We had high hopes for this revival of Pygmalion at The Old Vic: with a hugely-talented cast and creative putting this show together – directed by Olivier-winner Richard Jones and starring Olivier-winners Bertie Carvel and Patsy Ferran in the lead roles – this new staging of George Bernard Shaw’s masterpiece has, on paper, everything required for a truly memorable night at the theatre. Sadly these component parts don’t quite add up to coherent whole, the end result being something disjointed and disappointing.

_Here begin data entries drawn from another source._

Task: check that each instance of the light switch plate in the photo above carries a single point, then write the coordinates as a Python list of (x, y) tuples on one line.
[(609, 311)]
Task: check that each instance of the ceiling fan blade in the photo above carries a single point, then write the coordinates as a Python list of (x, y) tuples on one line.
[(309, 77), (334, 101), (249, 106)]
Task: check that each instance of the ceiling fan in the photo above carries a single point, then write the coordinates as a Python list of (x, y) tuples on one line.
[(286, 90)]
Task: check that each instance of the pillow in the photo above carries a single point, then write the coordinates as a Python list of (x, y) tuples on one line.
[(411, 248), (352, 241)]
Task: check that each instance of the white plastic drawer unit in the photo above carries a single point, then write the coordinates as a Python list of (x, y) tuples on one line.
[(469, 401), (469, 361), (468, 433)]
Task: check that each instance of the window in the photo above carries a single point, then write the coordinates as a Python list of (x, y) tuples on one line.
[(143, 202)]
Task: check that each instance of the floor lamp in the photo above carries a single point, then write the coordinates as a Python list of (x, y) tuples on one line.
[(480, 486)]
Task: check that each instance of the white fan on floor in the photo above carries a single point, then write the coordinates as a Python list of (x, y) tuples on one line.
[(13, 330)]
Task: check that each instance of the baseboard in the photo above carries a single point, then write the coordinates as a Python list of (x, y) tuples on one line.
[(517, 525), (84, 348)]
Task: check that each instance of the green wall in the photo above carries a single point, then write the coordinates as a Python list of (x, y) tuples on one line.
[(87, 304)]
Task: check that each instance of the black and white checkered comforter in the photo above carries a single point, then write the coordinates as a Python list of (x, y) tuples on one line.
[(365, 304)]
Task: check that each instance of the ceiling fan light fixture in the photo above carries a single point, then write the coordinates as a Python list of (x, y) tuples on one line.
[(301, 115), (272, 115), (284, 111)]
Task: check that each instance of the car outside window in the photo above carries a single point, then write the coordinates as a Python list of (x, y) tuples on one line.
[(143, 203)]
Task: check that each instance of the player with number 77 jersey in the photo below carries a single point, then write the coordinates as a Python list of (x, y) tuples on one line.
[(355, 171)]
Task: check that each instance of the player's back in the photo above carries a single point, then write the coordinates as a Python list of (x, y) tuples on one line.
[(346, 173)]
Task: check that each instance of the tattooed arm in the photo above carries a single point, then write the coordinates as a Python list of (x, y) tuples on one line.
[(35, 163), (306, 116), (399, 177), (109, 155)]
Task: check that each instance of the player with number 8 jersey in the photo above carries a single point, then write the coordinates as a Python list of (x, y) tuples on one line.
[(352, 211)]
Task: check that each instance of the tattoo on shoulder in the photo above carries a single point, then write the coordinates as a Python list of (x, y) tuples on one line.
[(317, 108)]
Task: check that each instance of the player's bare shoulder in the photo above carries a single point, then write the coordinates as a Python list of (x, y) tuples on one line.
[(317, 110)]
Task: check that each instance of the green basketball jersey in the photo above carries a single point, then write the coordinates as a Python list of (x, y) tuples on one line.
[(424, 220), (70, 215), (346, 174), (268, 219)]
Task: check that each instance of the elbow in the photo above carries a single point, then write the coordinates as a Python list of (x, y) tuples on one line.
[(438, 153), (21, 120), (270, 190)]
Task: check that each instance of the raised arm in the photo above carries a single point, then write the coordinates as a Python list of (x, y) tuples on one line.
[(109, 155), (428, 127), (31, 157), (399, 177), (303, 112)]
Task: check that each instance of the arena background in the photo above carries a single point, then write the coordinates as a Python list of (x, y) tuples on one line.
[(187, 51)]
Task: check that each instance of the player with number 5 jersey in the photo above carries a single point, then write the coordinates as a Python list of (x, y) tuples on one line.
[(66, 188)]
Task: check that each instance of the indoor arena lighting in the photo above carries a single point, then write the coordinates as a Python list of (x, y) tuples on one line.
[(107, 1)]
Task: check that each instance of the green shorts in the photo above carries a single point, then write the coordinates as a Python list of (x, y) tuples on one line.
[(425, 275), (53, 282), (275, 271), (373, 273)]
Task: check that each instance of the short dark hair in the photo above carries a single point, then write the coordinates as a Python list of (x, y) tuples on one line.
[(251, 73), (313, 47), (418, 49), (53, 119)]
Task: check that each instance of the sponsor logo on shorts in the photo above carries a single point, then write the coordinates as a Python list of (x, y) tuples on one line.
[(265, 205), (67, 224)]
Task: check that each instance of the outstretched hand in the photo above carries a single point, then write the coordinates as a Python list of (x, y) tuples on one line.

For those unfamiliar with the play, Pygmalion is the source material for the classic musical and film My Fair Lady. We are introduced to phonetics teacher Henry Higgins (Bertie Carvel); a pompous, eccentric character who likes a challenge, he takes it upon himself to transform working-class cockney flower seller Eliza Doolittle (Patsy Ferran), whom he bumps into by chance at Covent Garden, into a lady – or to create the illusion of a lady, at least – by teaching her to speak properly.

We’ll start with the positives: Patsy Ferran is a delight. We previously saw her in the West End revival of Summer and Smoke, which we described as a “revelatory performance” and “utterly spellbinding” – it was this particular performance that won her the 2019 Olivier Award for Best Actress. She is undoubtedly the highlight of Pygmalion – amusing and charming, she has an ability to light up the stage and steals the scene during act one’s tea party, which is the most enjoyable sketch in the play. While we don’t think this role particularly stretches her abilities this is a fine performance nonetheless.

Unfortunately we never really bought into Bertie Carvel as Eliza’s teacher Henry Higgins. While, yes, he is meant to be a bit quirky, a bit of an oddball, sometimes unpleasant, this performance seems too extreme – Higgins is unusual and unlikeable, which makes buying into his relationships with the other characters a bit difficult. The bond which eventually develops between Henry and Eliza doesn’t feel authentic, it feels more of a surprise, and not a pleasant one.

There are also a number of odd staging choices which seem more strange for the sake of it, as opposed to particularly adding anything. There’s a protracted sketch where Henry is enunciating vowels – it’s weird, but not in a “this is unusual and I quite like it” way, more of a “why is this happening and will it be over soon?” way. The audience response was mostly silence, interspersed occasionally with nervous laughter – it was quite uncomfortable and hugely overstayed its welcome. The ambassador’s party scene during the second act also has some unusual staging choices which feel completely unnecessary.

It all adds up to an overall experience which is somewhat underwhelming. There are individually strong elements – the tea party scene, in which Eliza inadvertently invents ‘the new small talk’, is objectively excellent – and there are a number of amusing punchlines. But even an enjoyable performance from Patsy Ferran can’t save this unusual and ultimately unsatisfying revival.